26.11.2020
Dr. Monica V. Biondo

Geplantes Grossaquarium «Shark City» hatte seit Jahren Haie «auf Vorrat» gefangen

Die Realisierung von «Shark City», ein Grossaquarienprojekt in Deutschland, scheint immer unwahrscheinlicher. Gut so, denn die weiterhin rückläufigen Besucherzahlen des «Aquatis» in Lausanne und das an der Urne verhinderte Ozeanium-Projekt in Basel zeigen in aller Deutlichkeit: Das Konzept «Aquarium» gehört der Vergangenheit an. Wir Menschen haben eingesehen, dass Tiere nicht hinter Glasscheiben gehören.

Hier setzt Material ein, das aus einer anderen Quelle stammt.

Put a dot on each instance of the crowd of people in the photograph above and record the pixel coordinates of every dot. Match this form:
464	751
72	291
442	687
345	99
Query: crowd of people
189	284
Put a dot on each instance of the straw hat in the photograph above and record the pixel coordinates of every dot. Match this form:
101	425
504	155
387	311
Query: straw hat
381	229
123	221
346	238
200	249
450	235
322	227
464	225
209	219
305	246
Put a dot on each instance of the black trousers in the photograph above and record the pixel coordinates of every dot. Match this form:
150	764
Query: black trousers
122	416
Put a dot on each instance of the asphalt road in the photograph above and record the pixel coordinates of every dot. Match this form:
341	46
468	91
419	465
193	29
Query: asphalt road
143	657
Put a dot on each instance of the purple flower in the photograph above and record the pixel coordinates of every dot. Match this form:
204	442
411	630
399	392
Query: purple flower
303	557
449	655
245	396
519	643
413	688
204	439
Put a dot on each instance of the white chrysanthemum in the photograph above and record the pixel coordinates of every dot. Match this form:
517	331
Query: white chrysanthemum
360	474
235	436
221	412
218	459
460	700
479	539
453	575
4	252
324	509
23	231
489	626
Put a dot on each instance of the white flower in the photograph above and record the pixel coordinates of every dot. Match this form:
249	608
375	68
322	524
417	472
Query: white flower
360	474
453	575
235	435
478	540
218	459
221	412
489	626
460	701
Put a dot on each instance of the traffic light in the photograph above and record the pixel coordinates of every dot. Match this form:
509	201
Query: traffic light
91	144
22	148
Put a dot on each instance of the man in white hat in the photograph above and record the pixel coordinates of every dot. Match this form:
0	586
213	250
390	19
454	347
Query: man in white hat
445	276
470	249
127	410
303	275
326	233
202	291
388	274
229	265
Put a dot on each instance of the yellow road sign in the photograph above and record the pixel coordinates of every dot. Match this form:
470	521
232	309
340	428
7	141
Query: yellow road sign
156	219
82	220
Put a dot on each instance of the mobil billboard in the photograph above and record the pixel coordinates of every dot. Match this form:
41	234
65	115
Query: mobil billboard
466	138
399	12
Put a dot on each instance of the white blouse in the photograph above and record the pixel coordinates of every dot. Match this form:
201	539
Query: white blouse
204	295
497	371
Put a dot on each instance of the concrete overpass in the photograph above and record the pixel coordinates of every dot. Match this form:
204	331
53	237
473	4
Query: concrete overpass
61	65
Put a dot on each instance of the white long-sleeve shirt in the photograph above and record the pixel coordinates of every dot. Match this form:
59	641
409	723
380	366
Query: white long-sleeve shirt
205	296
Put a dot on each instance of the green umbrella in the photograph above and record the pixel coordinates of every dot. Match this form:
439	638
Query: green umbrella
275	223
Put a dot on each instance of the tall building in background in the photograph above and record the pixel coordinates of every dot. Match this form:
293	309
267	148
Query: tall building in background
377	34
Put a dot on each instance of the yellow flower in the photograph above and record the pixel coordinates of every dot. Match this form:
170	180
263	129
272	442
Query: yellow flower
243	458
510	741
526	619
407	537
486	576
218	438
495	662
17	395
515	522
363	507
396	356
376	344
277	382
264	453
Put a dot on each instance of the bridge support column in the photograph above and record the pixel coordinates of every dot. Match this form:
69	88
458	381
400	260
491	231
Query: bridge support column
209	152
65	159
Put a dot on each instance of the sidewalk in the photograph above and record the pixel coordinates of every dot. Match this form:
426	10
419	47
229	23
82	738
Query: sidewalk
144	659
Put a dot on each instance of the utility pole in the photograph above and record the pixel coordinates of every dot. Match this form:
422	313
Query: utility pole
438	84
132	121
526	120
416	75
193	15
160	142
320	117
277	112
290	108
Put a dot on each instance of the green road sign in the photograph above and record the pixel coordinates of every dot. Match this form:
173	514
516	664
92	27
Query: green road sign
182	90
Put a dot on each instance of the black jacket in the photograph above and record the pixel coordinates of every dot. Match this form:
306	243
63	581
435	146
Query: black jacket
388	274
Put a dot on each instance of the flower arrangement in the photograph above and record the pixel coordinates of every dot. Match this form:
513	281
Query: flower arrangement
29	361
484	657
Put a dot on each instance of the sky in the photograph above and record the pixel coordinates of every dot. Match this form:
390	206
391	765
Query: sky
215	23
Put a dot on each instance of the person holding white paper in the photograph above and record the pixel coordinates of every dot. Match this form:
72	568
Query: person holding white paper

Die Eröffnung des deutschen Hai-Grossaquariums «Shark City», das mit bis zu 36 Haiarten und vielen weiteren Fischen bestückt werden soll, war ursprünglich für das Jahr 2019 geplant. In der Zwischenzeit wird die Eröffnung für 2023 angekündigt, doch vom 20.5-Millionen-Euro-Projekt in Pfungstadt ist weiterhin nichts zu sehen. Dennoch wurden ab 2016 Haie für «Europas grössten Hai-Zoo» nach Deutschland importiert und provisorisch in den Gebäuden der The Seven Seas Aquarium Betriebs GmbH untergebracht. Laut den Angaben der Projektinitianten von «Shark City» sollten etwa 15 Prozent der Haie aus dem Meer stammen. Die allermeisten marinen Zierfische, die im Grossaquarium zur Schau gestellt werden sollen, werden ebenfalls Wildfänge sein.

Genehmigungen fehlen
Bis jetzt fehlen nach wie vor Genehmigungen für den Bau und Betrieb, sodass weiterhin völlig unklar ist, ob das Aquarium überhaupt jemals eröffnen wird. Gemeinsam mit PETA Deutschland und dem Meeresschutzverein ElasmOcean e. V. hatte die Fondation Franz Weber Ende Juni eine Anfrage gemäss Landestransparenzgesetz von Rheinland-Pfalz an das Veterinäramt in Bad Dürkheim gestellt. In dieser Anfrage wurden neben den Haltungsbedingungen unter anderem die Anzahl, Arten und Herkunft sowie bisherigen Todesfälle der in Grünstadt eingesperrten Haie und anderen Meeresfische erfragt.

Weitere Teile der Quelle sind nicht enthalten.